Member of the Kansas Senate from the 29th district
- In office 1985–1991
- Preceded by: Billy McCray
- Succeeded by: Jim Ward

Member of the Kansas House of Representatives from the 83rd district
- In office 1973–1976

Personal details
- Born: March 9, 1944 Thomasville, Georgia
- Died: July 2, 2024 (aged 80)
- Party: Democratic
- Spouse: Mamie Jewell Sapp
- Children: 3

= Eugene Anderson (politician) =

American politician

Eugene Anderson (March 9, 1944 – July 2, 2024) was an African-American politician from Kansas who served as a member of both the Kansas House of Representatives and the Kansas Senate.

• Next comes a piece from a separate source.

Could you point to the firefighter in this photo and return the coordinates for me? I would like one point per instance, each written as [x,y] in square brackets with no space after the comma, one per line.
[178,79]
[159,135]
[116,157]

Anderson was born in Georgia. He served in the military after graduating high school, and eventually moved to Wichita. Before entering politics, Anderson worked as a brakeman for the Atchison, Topeka and Santa Fe Railway. In 1972, he ran for election to the Kansas House, eventually serving two terms there. From 1979 to 1983, he was chair of the Kansas Commission on Civil Rights, and also worked as an aide to U.S. Representative Dan Glickman.

In 1984, Anderson ran for the State Senate, winning his election for the 29th district. He won re-election in 1988, and resigned in November 1991. After his time in the State Senate, Anderson worked as a general contractor and owned a store specializing in business services.